How to Set Goals to Reach Financial Independence
For my family, setting small goals is how we plan to reach financial independence … someday.
In this case, we are setting a new goal that will help increase our annual dividend income by over 40%.
In a little over a year, we plan to have increased our annual dividend income by $900. That good thing about that type of increase, is that it is sustainable year after year.
Tracking Our Dividend Stocks
We are now at the end of October (2016) – so this week I started updating recent stock purchases, dividend income, and dividend increases.
I keep a detailed spreadsheet of our portfolio that includes all of the dividends we have received, which is updated once a month. I also track our yield on cost and projected annual dividend income for each of our stocks.
With the close of another month, we are on pace to earn $1,925+ in dividend income this year (2016). That is well below our goal of $2,250 we set early in the year.
We knew that hitting our goal of $2,250 was a stretch. It ultimately came down to us not investing 20% of our income like we had planned.
While we are not going to hit our goal, we will still increase our dividend income this year by over 30% compared to last year.
Things could certainly be worse!
Annual Dividend Income & Yield on Cost
Recent dividend reinvestment’s and increases has pushed our projected annual dividend income up to $2,100+.

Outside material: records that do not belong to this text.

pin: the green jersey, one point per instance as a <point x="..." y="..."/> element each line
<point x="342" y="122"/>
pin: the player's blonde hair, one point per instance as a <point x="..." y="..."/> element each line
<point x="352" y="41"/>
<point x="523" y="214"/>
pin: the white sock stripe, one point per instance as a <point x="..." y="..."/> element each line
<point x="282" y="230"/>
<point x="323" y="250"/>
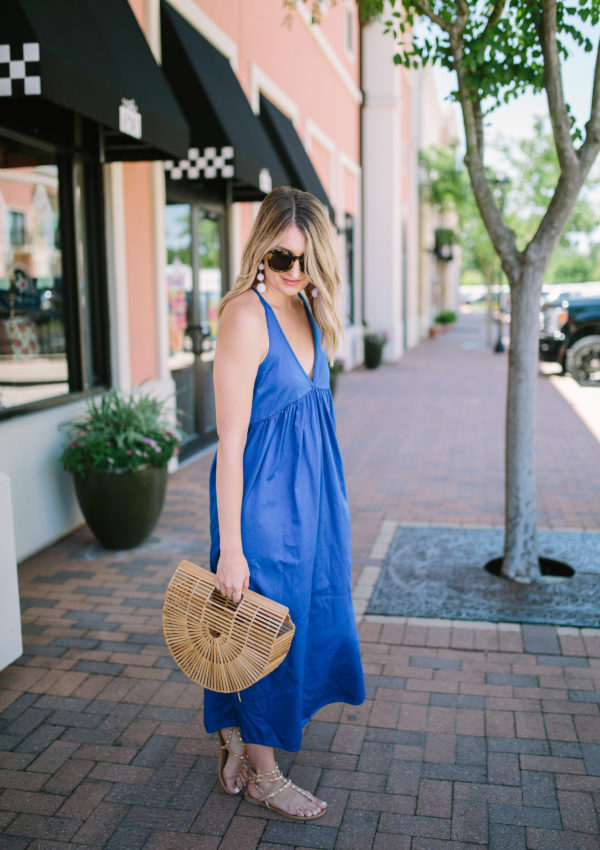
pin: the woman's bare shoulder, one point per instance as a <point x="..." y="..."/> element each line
<point x="244" y="318"/>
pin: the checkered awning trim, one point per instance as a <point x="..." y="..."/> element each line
<point x="209" y="164"/>
<point x="20" y="75"/>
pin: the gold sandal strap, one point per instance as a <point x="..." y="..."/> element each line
<point x="226" y="745"/>
<point x="256" y="778"/>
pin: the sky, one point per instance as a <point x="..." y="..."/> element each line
<point x="515" y="120"/>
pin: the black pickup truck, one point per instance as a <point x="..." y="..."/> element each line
<point x="570" y="336"/>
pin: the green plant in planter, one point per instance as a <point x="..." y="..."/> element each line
<point x="336" y="368"/>
<point x="374" y="342"/>
<point x="446" y="317"/>
<point x="118" y="452"/>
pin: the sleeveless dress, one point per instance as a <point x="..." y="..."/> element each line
<point x="295" y="527"/>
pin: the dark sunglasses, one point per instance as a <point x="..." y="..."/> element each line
<point x="281" y="260"/>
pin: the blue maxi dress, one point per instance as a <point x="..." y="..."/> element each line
<point x="295" y="527"/>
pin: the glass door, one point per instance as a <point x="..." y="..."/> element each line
<point x="195" y="275"/>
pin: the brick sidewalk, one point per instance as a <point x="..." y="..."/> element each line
<point x="472" y="735"/>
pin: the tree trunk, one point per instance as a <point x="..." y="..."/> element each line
<point x="520" y="561"/>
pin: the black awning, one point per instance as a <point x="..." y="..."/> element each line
<point x="91" y="58"/>
<point x="292" y="152"/>
<point x="228" y="140"/>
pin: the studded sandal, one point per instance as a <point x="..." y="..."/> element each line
<point x="265" y="800"/>
<point x="225" y="752"/>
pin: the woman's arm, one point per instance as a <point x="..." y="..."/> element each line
<point x="241" y="344"/>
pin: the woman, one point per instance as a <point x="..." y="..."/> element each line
<point x="279" y="515"/>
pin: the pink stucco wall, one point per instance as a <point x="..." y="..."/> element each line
<point x="291" y="57"/>
<point x="140" y="259"/>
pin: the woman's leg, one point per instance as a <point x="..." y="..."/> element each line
<point x="235" y="771"/>
<point x="292" y="801"/>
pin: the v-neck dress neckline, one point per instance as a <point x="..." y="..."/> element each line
<point x="293" y="353"/>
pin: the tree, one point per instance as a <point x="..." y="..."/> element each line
<point x="497" y="50"/>
<point x="446" y="187"/>
<point x="530" y="169"/>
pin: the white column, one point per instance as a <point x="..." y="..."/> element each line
<point x="116" y="254"/>
<point x="11" y="643"/>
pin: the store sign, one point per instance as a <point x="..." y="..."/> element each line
<point x="130" y="119"/>
<point x="265" y="183"/>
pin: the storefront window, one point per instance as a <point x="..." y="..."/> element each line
<point x="49" y="329"/>
<point x="33" y="363"/>
<point x="194" y="234"/>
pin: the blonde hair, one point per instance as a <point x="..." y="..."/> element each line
<point x="282" y="208"/>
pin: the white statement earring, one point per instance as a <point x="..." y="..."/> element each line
<point x="260" y="278"/>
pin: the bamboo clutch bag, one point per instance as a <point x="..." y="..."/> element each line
<point x="219" y="644"/>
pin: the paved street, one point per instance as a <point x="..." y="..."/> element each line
<point x="473" y="734"/>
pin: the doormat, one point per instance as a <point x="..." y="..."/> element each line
<point x="439" y="572"/>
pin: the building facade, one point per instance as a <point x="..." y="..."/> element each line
<point x="136" y="139"/>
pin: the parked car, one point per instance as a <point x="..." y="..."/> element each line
<point x="570" y="336"/>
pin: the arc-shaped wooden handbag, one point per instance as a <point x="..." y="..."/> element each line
<point x="221" y="645"/>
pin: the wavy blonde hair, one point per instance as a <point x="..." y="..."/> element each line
<point x="282" y="208"/>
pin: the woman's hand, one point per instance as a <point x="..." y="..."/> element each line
<point x="233" y="575"/>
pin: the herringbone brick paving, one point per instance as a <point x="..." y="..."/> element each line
<point x="472" y="735"/>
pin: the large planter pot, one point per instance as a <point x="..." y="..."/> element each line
<point x="373" y="354"/>
<point x="122" y="508"/>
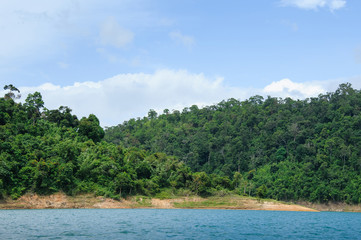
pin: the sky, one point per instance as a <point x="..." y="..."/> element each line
<point x="118" y="59"/>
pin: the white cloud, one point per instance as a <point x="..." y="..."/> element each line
<point x="180" y="38"/>
<point x="126" y="96"/>
<point x="287" y="88"/>
<point x="111" y="33"/>
<point x="63" y="65"/>
<point x="315" y="4"/>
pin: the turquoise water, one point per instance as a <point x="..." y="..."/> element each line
<point x="176" y="224"/>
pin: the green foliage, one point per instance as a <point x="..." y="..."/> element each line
<point x="269" y="148"/>
<point x="278" y="148"/>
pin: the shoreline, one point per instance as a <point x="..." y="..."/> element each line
<point x="232" y="202"/>
<point x="88" y="201"/>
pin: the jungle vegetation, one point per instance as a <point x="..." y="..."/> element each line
<point x="275" y="148"/>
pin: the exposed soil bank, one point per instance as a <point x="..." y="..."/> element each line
<point x="61" y="201"/>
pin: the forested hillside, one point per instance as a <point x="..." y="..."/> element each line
<point x="45" y="151"/>
<point x="280" y="148"/>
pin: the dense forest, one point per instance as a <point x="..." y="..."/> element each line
<point x="278" y="148"/>
<point x="45" y="151"/>
<point x="283" y="149"/>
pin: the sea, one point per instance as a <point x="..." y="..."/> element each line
<point x="176" y="224"/>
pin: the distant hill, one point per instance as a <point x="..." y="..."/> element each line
<point x="281" y="148"/>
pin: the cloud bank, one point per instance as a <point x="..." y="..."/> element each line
<point x="126" y="96"/>
<point x="315" y="4"/>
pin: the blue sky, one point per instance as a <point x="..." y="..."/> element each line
<point x="118" y="59"/>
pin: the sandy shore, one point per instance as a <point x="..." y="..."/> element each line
<point x="61" y="201"/>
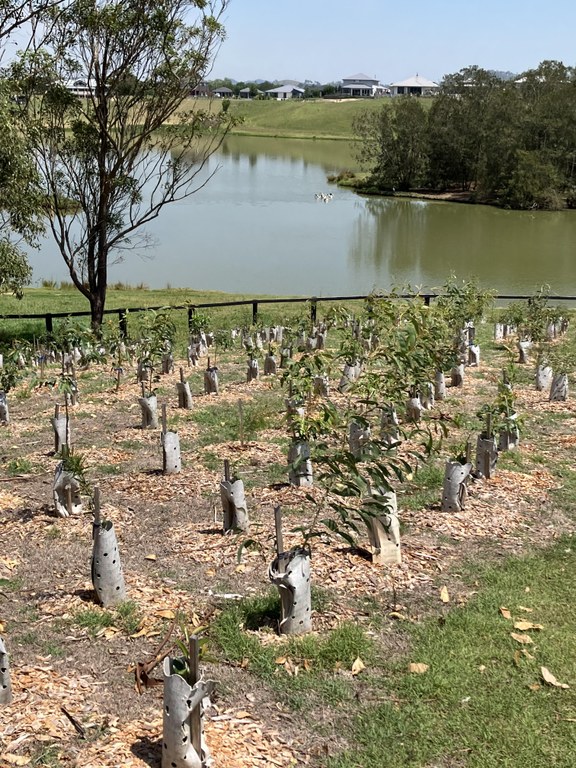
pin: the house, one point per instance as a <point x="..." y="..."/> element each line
<point x="81" y="88"/>
<point x="286" y="92"/>
<point x="362" y="86"/>
<point x="202" y="90"/>
<point x="223" y="93"/>
<point x="415" y="86"/>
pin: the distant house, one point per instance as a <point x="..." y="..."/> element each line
<point x="415" y="86"/>
<point x="223" y="93"/>
<point x="81" y="88"/>
<point x="202" y="90"/>
<point x="362" y="86"/>
<point x="286" y="92"/>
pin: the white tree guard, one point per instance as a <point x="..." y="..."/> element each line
<point x="149" y="408"/>
<point x="384" y="533"/>
<point x="62" y="436"/>
<point x="321" y="386"/>
<point x="300" y="472"/>
<point x="171" y="459"/>
<point x="184" y="395"/>
<point x="389" y="425"/>
<point x="559" y="388"/>
<point x="290" y="572"/>
<point x="414" y="409"/>
<point x="180" y="700"/>
<point x="428" y="396"/>
<point x="4" y="412"/>
<point x="454" y="490"/>
<point x="457" y="375"/>
<point x="234" y="507"/>
<point x="439" y="385"/>
<point x="544" y="375"/>
<point x="486" y="455"/>
<point x="270" y="365"/>
<point x="523" y="349"/>
<point x="474" y="355"/>
<point x="358" y="438"/>
<point x="5" y="686"/>
<point x="107" y="576"/>
<point x="253" y="370"/>
<point x="211" y="383"/>
<point x="66" y="492"/>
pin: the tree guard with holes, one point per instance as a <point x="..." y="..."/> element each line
<point x="300" y="473"/>
<point x="389" y="425"/>
<point x="454" y="490"/>
<point x="66" y="492"/>
<point x="439" y="385"/>
<point x="4" y="413"/>
<point x="384" y="532"/>
<point x="5" y="687"/>
<point x="270" y="365"/>
<point x="61" y="427"/>
<point x="180" y="700"/>
<point x="171" y="459"/>
<point x="149" y="408"/>
<point x="486" y="455"/>
<point x="457" y="375"/>
<point x="358" y="438"/>
<point x="544" y="375"/>
<point x="559" y="388"/>
<point x="290" y="573"/>
<point x="211" y="382"/>
<point x="253" y="370"/>
<point x="234" y="507"/>
<point x="107" y="576"/>
<point x="414" y="409"/>
<point x="523" y="349"/>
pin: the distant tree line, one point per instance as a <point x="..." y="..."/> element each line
<point x="508" y="142"/>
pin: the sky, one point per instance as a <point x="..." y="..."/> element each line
<point x="327" y="40"/>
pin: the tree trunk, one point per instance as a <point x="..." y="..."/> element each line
<point x="5" y="687"/>
<point x="454" y="492"/>
<point x="290" y="572"/>
<point x="300" y="473"/>
<point x="384" y="533"/>
<point x="559" y="388"/>
<point x="107" y="575"/>
<point x="66" y="492"/>
<point x="180" y="702"/>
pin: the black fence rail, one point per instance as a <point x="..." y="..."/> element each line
<point x="313" y="301"/>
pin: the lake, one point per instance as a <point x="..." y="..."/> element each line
<point x="257" y="227"/>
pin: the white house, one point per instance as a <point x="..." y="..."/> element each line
<point x="415" y="86"/>
<point x="286" y="92"/>
<point x="362" y="86"/>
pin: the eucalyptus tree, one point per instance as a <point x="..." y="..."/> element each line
<point x="394" y="143"/>
<point x="111" y="160"/>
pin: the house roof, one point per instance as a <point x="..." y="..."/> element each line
<point x="360" y="76"/>
<point x="285" y="89"/>
<point x="416" y="82"/>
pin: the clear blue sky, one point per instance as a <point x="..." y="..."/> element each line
<point x="327" y="40"/>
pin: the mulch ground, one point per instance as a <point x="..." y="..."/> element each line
<point x="176" y="560"/>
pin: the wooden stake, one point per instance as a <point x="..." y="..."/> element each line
<point x="195" y="715"/>
<point x="278" y="526"/>
<point x="241" y="422"/>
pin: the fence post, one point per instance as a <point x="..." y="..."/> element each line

This number is a projection of what we think we will earn in dividends over the next 12 months. It assumes the companies we own will at least maintain their dividend over the next year.
Any dividend increases, reinvested dividends, or new money invested will push the annual dividend income higher. Dividend cuts and selling any of these stocks would drop the annual dividend income lower.
Overall, we feel that our projected annual dividend income of $2,100 is the lowest it could be over the next year.
Another metric that we track is known as the yield on cost (YOC). This number basically represents the stocks annual dividend divided by the original purchase price of the investment.
In almost every case, our yield on cost is higher than the current dividend yield. Here is more information on how to calculate the YOC – yield on cost.
So with recent updates to the portfolio, our total yield on cost for stocks we own is a healthy 4.49%.
Investing 20% (or more) of Our Income
I keep talking about investing at least 20% of our income into dividend stocks.
Why? I think it is a good starting point for our family to set a goal for savings – which leads to investing.
To be honest, investing 50% of our income would be ideal … but we are just not there yet. So for now, 20% is what we are targeting.
With recent updates to our budget and a new focus on becoming financially independent, I think we can invest 20%. And then hopefully build upon that number.
With 2 months remaining this year and another 12 next year … we are ready to set a new goal.
Instead of setting a goal to earn “X” dollars next year in dividend income, we are going to do something different.
We are going to set a goal to increase our annual dividend income number (currently $2,100) instead.
Grow Our Annual Dividend Income – $3,000
Our new goal is to use the next 14 months to grow our 12 month annual income projections to $3,000.
That is an increase of about $900 in annual dividend income. That may not seem like a lot but it is a lot easier said than done.
We will grow this income from 3 different sources –
#1 – Reinvested Dividends – whether we are using DRiP or reinvesting on our own, the income we earn will be put back into new shares of stock. Remember that in order to get ahead … You need to make your money work for you.
#2 – Dividend Increases – dividend increases from the companies that we own will help increase our annual income. We anticipate that most of the stocks we own will increase their annual dividends over the next 12 months.
#3 – New Investments – This is where we will get the biggest increases. New investments over the next 14 months will help drive our future dividend income.
Based on several calculations, we will need to invest at least $20,000 in new money over the next 14 months.
That averages out to about $1,430 per month – which is higher than our $1,080 amount that is 20% of our income. That new number is actually a little over 26% of our income.
We will try and offset the difference by decreasing our spending, increasing our income, and using our tax return to invest.
Based on this $20,000 amount, we believe our annual dividend income can rise to $3,000 by next December (2017).
It is time for us to get serious about financial independence (FI).
Becoming financially independent does not just happen on it’s own. It takes planning. It takes sacrifice.
But it is possible and not that complicated.
Will we become financially independent by investing $20,000 in new money by next year? Can we retire early if we increase our dividend income to $3,000 per year?
But by following this plan, we will inch a little closer to financial independence.
What steps are you taking to become financially independent?